Ortiz (16-8-1) clearly won Rounds 1 and 2 in the 2007 bout, and Evans just as clearly won Round 3, but Ortiz was docked one point in the second round for grabbing the fence.

Ortiz, who had suffered chronic back pain from a 2003 herniated disc, needed painkilling injections in his lower back two weeks before the first fight just to continue training and not cancel the bout. The injections apparently wore out by the third round, when Ortiz claimed he was trying to fight while feeling like someone stuck a knife in his back.

The former champ looked exhausted and in pain as the fight came to a close, while Evans poured on the offense. So while Ortiz had more advantage time over the course of the bout, he was also the one hanging on for dear life when the fight ended.

Evans knew the fight was going his way when he picked up Ortiz and scored a big slam in the third round.

"Once he hit the ground, he let out a sigh and all the fight was out of him," said Evans. "I felt like if it was a little more time, I probably would have finished him off."

The fight card featured Anderson Silva's middleweight title defense against Nate Marquardt in what was the advertised main event, and there was also a lightweight title fight on the card. But the fans considered Ortiz the main event back then. He was the one the people came to see.

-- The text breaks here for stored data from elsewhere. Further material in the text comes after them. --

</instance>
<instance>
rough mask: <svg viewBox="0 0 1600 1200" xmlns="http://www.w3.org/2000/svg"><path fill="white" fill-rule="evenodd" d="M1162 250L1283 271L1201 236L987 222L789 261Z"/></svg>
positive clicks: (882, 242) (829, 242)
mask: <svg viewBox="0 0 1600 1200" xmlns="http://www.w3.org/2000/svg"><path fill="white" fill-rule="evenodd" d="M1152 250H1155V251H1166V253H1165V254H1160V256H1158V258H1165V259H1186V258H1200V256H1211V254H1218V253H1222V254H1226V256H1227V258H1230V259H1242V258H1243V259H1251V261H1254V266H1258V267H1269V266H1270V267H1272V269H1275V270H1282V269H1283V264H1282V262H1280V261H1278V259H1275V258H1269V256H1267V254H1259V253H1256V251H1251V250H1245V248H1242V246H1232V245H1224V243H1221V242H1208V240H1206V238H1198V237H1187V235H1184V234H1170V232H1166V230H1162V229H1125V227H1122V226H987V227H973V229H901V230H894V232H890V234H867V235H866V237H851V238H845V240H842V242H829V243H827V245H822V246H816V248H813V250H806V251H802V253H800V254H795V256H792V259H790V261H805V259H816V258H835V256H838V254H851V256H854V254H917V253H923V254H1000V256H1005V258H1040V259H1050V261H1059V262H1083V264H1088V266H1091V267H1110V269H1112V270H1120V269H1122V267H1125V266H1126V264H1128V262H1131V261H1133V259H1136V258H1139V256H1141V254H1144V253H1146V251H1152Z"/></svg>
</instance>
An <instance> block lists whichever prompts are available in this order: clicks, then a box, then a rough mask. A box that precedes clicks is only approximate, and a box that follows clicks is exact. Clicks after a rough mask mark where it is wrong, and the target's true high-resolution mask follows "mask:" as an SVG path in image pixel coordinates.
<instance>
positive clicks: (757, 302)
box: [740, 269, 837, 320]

Ortiz-Evans I was not an exciting fight, and the reaction from those who watched it on pay-per-view was negative. But live in the building, the Arco Arena crowd was fascinated with Ortiz's every move. And at the time, Evans himself fell victim to the ex-champ's aura.

"This was like Tito Ortiz, who I watched on TV back in the day, when I was in college," said Evans. "I'm fighting that dude, he's coming with the flag, he's doing the Tito Ortiz jump, pacing back and forth, oh my God, that's Tito Ortiz."

Before Evans could get the stars out of his eyes, Ortiz immediately took Evans down, and mostly held him on the ground for almost the entire first round. When Evans finally got up, he threw a punch, and in doing so, his fingernail scratched Ortiz under the right eye, opening up a cut, sending blood streaming down his face.

"When he took me down in the first round, I was surprised," said Evans. "He felt so damn strong, like four gorillas on top of me."

The controversy of the fight took place in Round 2. As Evans tried to take Ortiz down, Ortiz grabbed the fence and held on to block the attempt. After this scenario repeated a few times, referee John McCarthy warned Ortiz. As Evans tried yet another takedown, Ortiz once again grabbed the fence, but not holding too tight tight, since Evans was able to finally get the takedown. McCarthy had enough, and assessed a penalty point.

At the end of the round, Ortiz reversed Evans on the ground and put him in a tight guillotine. The horn sounded and McCarthy jumped in to break it up. Virtually all of the 14,371 fans in attendance went nuts, thinking Ortiz had won the fight by submission. But it was actually the end of the round.

After the fight, Ortiz argued that he won two rounds, and that the penalty point shouldn't have been taken away, particularly since at the point McCarthy called it ended up being a takedown that Evans completed.

Evans' argument is that he'd have taken Ortiz down earlier in the round had he not hooked the cage, and with that takedown, he would have won the round, and the fight.

Ortiz got another takedown to start the third round, but after Evans got up, he took control. Evans started landing good punches and Ortiz was in trouble. Evans connected with two hard punches and the big slam, and Ortiz was in survival mode until the horn sounded.

"I stopped looking at him like he was Tito Ortiz, and started looking at him like he was anyone else," said Evans.

"Our first fight, that was such a long time ago," said Ortiz. "And I made the mistake of grabbing on the fence. I'm going to try and correct a lot of the mistakes that I did, and making sure I don't let Rashad get in on me and just try to defend."

"And like I say, I really don't pay attention to that fight that much because it's such a long time ago and we've both matured as fighters."